Scandale à la cour du Roi : L’affaire de la tour de Nesle
Nous sommes au début du 14ème siècle, à la cour du roi de France Philippe IV le Bel quand éclate l’affaire de la Tour de Nesle. Deux des belles-filles du roi, Blanche et Marguerite de France sont emprisonnées pour adultère.
Aujourd’hui, nous vous proposons de découvrir le destin de ces princesses mais également les circonstances et les conséquences de ce scandale qui secoue la famille royale.
Un peu d’histoire
Le règne de Philippe IV-le-Bel
En 1286, Philippe IV dit le Bel est sacré roi de France à Reims et succède ainsi à son père Philippe III dit le Hardi. Il n’est âgé que de 17 ans mais se révèle très vite être un roi intransigeant voire rigide qui dirige d’une main ferme le royaume le plus peuplé du monde chrétien.
Sous son règne, la France traverse une période troublée et des mesures prises par le roi mécontentent bourgeois, clergé et nobles.
En effet, Philippe IV entreprend de réformer son administration afin de centraliser le pouvoir ce qui est préjudiciable aux seigneurs qui profitaient largement du système féodal. De plus, il lève de nouveaux impôts qui touchent l’ensemble du royaume au grand dam de la classe bourgeoise dont les revenus diminuent.
Parallèlement, le roi ordonne l’émission de nouvelles monnaies ce qui provoque une grande instabilité. La monnaie subit une succession de dévaluations et de réévaluations ce qui semble prouver que les décisions de Philippe IV et de son conseil ne reposent pas sur une base solide.

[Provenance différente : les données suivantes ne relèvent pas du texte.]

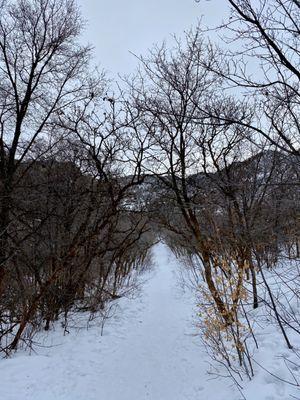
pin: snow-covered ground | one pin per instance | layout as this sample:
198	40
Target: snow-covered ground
149	350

Cette situation déclenche des émeutes, le peuple confronté à une forte inflation se rebelle contre l’autorité du roi qu’il juge abusive.
Les tensions entre le roi et le pape
Face à cette situation difficile, le roi a l’idée d’aller chercher l’argent là où il se trouve c’est à dire auprès des membres du clergé, des Juifs, des banquiers lombards et des Templiers. Les impôts pleuvent, des biens sont confisqués.
Philippe IV s’attaque à l’ordre du Temple dont la raison d’exister a, selon lui, disparu avec la perte de la Terre Sainte après la chute de Saint-Jean-d’Acre en 1291.
Les chevaliers revenus en France se comportent comme des puissants et riches seigneurs. On est loin des premiers Templiers qui avaient fait vœu de pauvreté. Les commanderies sont devenues de vastes domaines fonciers dont les chevaliers tirent d’importants revenus tout en profitant de nombreux privilèges, récoltant notamment des droits de péage, d’octroi et de douane.
N’oublions pas que les Templiers étaient également des hommes de guerre et qu’ils disposent d’une force armée toute dévouée au pape.
Or, les relations entre le roi de France et l’Église catholique ne sont pas au beau fixe et Philippe IV redoute la présence de cette troupe parfaitement entraînée au combat sur son territoire. De plus, le pape Boniface VIII refuse que le clergé paie de nouveaux impôts sans l’accord du Saint-Siège. Furieux, Philippe interdit toute sortie de valeurs de son territoire. Le pape est donc privé des revenus de ses terres françaises
La situation devient explosive et lorsque Philippe le Bel conseillé par le chancelier Guillaume de Nogaret veut réunir le concile œcuménique afin de juger ce pape qui affirme la supériorité du spirituel sur le temporel, en 1303, celui-ci réplique en l’excommuniant.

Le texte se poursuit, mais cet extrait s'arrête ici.